Oder: Wie kurz kann ein gutes Spiel sein?

Kurzes Vorwort: Ich benutze eine modifizierte Variante des GS-Wertungssystems zur Berechnung der Gesamtwertung: Frei nach meinem Blog Spielspaß ist...

von Cd-Labs: Radon Project am: 06.08.2013

Kurzes Vorwort: Ich benutze eine modifizierte Variante des GS-Wertungssystems zur Berechnung der Gesamtwertung: Frei nach meinem Blog "Spielspaß ist überbewertet..." sehe ich diese Wertung als tendenziell eher frei von meiner persönlichen Meinung an und probiere mich statt dessen mich eher auf Punkte wie Konzeptumsetzung zu konzentrieren.

 

 

Unachtsamkeit am Steuer kann schwere Folgen haben:

So auch in Tiny and Big---während Tiny mit seinem Handheld, dem LaserBoy, spielt, baut sein automatisierter Fahrer einen heftigen Crash:

Und auch der hat schwere Folgen, denn Tiny landet glatt in einem tiefen Tal. Wieso sich das aber eigentlich als Glückstreffer erweist, erfährt man später.

 

Doch worum geht es eigentlich? Kurz gesagt um schneiden, ziehen und raketieren.

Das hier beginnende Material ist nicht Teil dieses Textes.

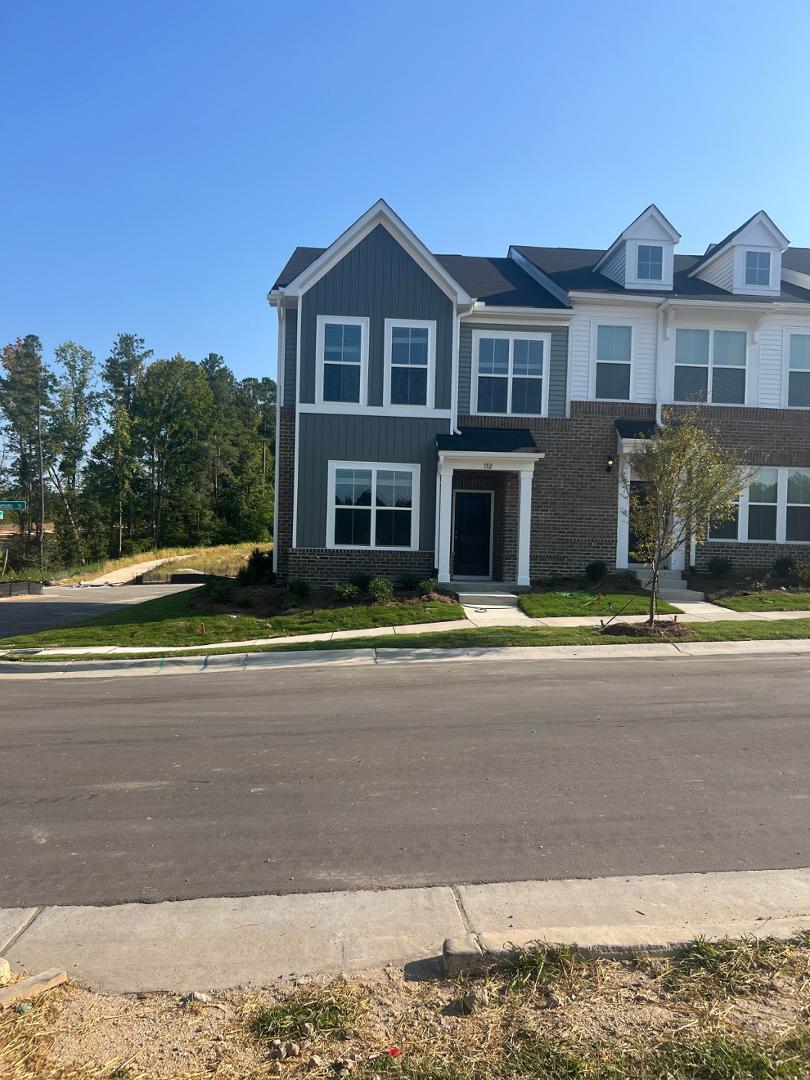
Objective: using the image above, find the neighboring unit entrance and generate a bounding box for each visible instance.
[453,491,492,578]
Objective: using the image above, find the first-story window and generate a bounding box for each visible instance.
[787,334,810,408]
[708,465,810,543]
[673,329,747,405]
[472,330,551,416]
[384,319,436,408]
[315,315,368,405]
[596,325,633,402]
[327,461,419,550]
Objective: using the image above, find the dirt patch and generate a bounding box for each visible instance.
[603,619,694,642]
[0,944,810,1080]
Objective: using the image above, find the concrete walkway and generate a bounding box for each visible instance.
[0,869,810,993]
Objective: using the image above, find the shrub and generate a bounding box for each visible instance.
[368,578,394,604]
[706,555,731,578]
[771,555,796,578]
[416,578,438,596]
[335,581,363,604]
[205,578,233,604]
[585,558,607,585]
[287,578,310,600]
[237,548,275,585]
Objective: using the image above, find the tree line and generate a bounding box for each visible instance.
[0,334,275,570]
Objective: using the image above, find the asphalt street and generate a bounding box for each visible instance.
[0,585,193,646]
[0,656,810,906]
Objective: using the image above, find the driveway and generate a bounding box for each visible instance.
[0,585,194,639]
[0,656,810,906]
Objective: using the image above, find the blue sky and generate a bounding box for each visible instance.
[0,0,810,384]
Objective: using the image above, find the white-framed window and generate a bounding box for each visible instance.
[326,461,420,551]
[673,328,747,405]
[594,323,633,402]
[470,330,551,416]
[787,334,810,408]
[745,251,771,288]
[708,465,810,544]
[315,315,368,405]
[636,244,664,281]
[382,319,436,408]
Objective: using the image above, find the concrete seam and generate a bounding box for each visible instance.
[0,907,43,953]
[448,885,484,953]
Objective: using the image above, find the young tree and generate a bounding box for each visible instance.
[625,410,750,625]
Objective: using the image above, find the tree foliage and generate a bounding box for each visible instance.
[0,334,275,570]
[624,410,748,623]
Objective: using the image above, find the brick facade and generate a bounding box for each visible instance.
[286,548,436,585]
[276,402,810,584]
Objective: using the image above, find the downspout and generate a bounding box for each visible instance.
[450,300,478,435]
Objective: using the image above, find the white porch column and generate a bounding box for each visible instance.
[436,467,453,584]
[517,465,535,585]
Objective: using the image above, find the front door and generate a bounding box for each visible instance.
[453,491,492,578]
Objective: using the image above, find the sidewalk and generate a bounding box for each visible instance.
[0,586,810,658]
[0,869,810,991]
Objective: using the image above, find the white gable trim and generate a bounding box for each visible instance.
[286,199,474,303]
[594,203,680,272]
[689,210,791,278]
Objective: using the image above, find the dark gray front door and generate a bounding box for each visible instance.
[453,491,492,578]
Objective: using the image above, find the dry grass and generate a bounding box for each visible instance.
[0,939,810,1080]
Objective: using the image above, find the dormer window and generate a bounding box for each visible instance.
[745,252,771,288]
[636,244,664,281]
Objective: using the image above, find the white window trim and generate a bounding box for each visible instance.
[706,465,810,548]
[589,316,636,402]
[782,326,810,413]
[382,319,436,413]
[315,315,369,411]
[325,461,421,551]
[470,330,551,419]
[672,326,751,408]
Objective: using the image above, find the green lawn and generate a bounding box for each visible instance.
[712,589,810,611]
[0,589,463,648]
[15,605,810,662]
[518,591,680,619]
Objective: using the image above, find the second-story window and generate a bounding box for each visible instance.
[472,330,551,416]
[787,334,810,408]
[745,252,771,288]
[596,325,633,402]
[636,244,664,281]
[384,319,436,408]
[315,315,368,405]
[673,329,746,405]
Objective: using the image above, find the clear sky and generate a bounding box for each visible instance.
[0,0,810,376]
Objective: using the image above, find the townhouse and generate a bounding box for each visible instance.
[268,200,810,588]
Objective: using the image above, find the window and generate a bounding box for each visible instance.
[596,326,633,402]
[472,330,551,416]
[787,334,810,408]
[383,319,436,408]
[785,469,810,543]
[673,329,747,405]
[745,252,771,288]
[748,469,779,540]
[315,315,368,405]
[636,244,664,281]
[326,461,420,550]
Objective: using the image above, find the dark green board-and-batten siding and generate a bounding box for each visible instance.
[300,225,454,408]
[297,413,449,551]
[458,322,568,417]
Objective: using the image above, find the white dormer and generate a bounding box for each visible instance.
[594,205,680,289]
[689,210,788,296]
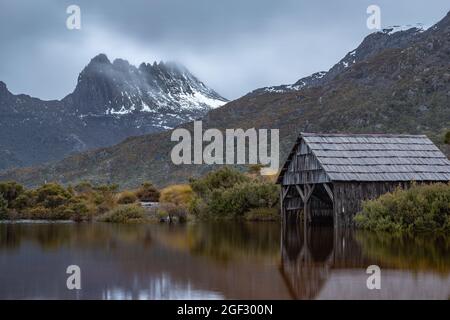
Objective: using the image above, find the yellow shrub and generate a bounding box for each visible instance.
[159,184,193,207]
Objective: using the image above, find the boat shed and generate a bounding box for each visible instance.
[277,133,450,226]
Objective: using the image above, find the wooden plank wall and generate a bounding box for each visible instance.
[283,140,329,185]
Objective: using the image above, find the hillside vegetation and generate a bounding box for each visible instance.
[0,14,450,188]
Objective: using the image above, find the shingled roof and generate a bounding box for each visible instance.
[277,133,450,183]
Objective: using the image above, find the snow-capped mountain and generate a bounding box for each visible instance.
[249,23,427,95]
[0,54,227,170]
[63,54,227,124]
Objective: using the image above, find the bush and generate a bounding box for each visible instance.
[157,203,187,222]
[244,208,280,221]
[189,169,278,218]
[117,191,138,204]
[354,183,450,233]
[0,194,8,220]
[0,182,24,204]
[159,184,194,208]
[98,204,145,223]
[136,182,160,202]
[444,131,450,144]
[189,167,251,197]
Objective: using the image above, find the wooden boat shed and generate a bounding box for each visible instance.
[277,133,450,227]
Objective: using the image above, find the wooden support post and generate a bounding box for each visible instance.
[303,184,315,228]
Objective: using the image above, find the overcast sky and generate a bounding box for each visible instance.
[0,0,450,99]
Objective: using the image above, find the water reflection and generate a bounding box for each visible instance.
[280,223,450,299]
[0,222,450,299]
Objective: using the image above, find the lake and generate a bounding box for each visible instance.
[0,222,450,299]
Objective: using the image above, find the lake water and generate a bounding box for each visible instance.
[0,222,450,299]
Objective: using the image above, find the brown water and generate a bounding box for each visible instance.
[0,222,450,299]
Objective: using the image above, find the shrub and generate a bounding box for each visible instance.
[35,183,72,209]
[159,184,194,208]
[0,194,8,220]
[244,208,280,221]
[136,182,160,202]
[354,183,450,233]
[190,167,251,197]
[0,182,24,204]
[98,204,145,223]
[157,203,187,222]
[117,191,138,204]
[189,169,278,218]
[444,131,450,144]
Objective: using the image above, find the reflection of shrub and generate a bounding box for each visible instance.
[117,191,138,204]
[159,184,193,207]
[0,194,8,220]
[136,182,159,202]
[190,167,278,218]
[98,204,145,223]
[355,183,450,233]
[244,208,280,221]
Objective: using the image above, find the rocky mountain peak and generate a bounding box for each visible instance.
[0,81,9,95]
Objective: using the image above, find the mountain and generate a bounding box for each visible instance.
[0,13,450,187]
[250,24,425,95]
[0,54,227,169]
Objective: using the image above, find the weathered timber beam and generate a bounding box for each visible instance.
[295,184,305,202]
[281,186,291,201]
[323,183,334,203]
[304,184,315,202]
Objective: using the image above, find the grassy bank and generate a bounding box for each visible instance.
[355,183,450,234]
[0,167,279,223]
[0,182,159,222]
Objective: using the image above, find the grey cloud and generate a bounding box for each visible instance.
[0,0,450,99]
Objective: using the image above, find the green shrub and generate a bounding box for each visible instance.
[189,168,278,218]
[98,204,145,223]
[159,184,194,208]
[157,203,187,222]
[136,182,160,202]
[0,182,24,204]
[190,167,251,197]
[444,131,450,144]
[117,191,138,204]
[354,183,450,233]
[244,208,280,221]
[0,194,8,220]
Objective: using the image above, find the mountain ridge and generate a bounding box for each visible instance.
[0,54,227,169]
[0,13,450,187]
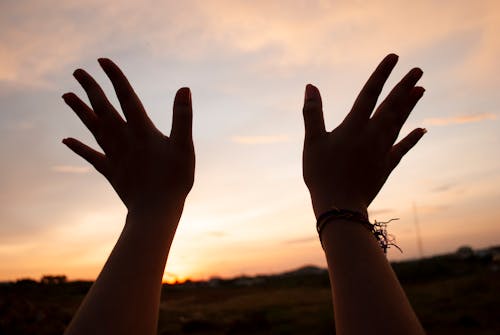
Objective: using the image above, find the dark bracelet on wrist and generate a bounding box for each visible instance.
[316,208,403,254]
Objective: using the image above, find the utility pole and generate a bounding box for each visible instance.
[413,201,424,258]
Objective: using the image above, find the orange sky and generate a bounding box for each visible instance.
[0,0,500,280]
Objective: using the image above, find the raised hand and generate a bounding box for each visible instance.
[303,54,426,217]
[63,58,195,211]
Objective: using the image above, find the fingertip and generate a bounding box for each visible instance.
[73,69,85,80]
[61,137,72,147]
[304,84,320,101]
[385,53,399,63]
[61,92,73,101]
[174,87,191,106]
[97,57,116,70]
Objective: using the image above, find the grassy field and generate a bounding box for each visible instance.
[0,256,500,335]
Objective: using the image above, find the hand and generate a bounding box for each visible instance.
[303,54,426,217]
[63,58,195,211]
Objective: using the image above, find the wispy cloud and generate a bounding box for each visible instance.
[283,236,318,244]
[50,165,91,174]
[231,135,290,144]
[424,113,497,126]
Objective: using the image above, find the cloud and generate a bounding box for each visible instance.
[0,0,500,85]
[50,165,92,174]
[368,208,395,215]
[231,135,290,144]
[283,236,318,244]
[424,113,497,126]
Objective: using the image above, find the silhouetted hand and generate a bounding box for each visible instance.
[303,54,426,217]
[63,58,195,211]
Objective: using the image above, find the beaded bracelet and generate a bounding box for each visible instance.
[316,208,403,254]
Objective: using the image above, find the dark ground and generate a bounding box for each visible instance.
[0,251,500,335]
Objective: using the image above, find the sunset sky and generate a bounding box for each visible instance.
[0,0,500,281]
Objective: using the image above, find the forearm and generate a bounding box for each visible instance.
[322,220,424,334]
[66,204,182,334]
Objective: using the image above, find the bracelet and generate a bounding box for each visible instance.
[316,208,403,254]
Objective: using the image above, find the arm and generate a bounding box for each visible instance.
[303,55,425,334]
[63,59,195,334]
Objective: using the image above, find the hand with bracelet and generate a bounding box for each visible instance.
[303,54,426,334]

Dafür steht Tiny das von ihm selbst entwickelte „The Tool©“ zur Verfügung, das einen Lasercutter, einen Greifarm und einen Druckraketenwerfer enthält!

Und mit diesen drei Werkzeugen kann man buchstäblich die gesamte Welt auseinandernehmen:

Mit dem Laser kann man (so gut wie) jeden Stein zerschneiden, solange man ihn denn ihn komplett mit dem Laser-Tool zu markieren:

 

 

 

Die Bruchstücke können dann abermals unterteilt werden, bis sie zu klein werden und zu Staub zerfallen.

Gleichzeitig können die Bruchstücke natürlich auch mit dem Greifarm oder der Druckrakete verschoben werden, um z.B. Brücken zu bauen.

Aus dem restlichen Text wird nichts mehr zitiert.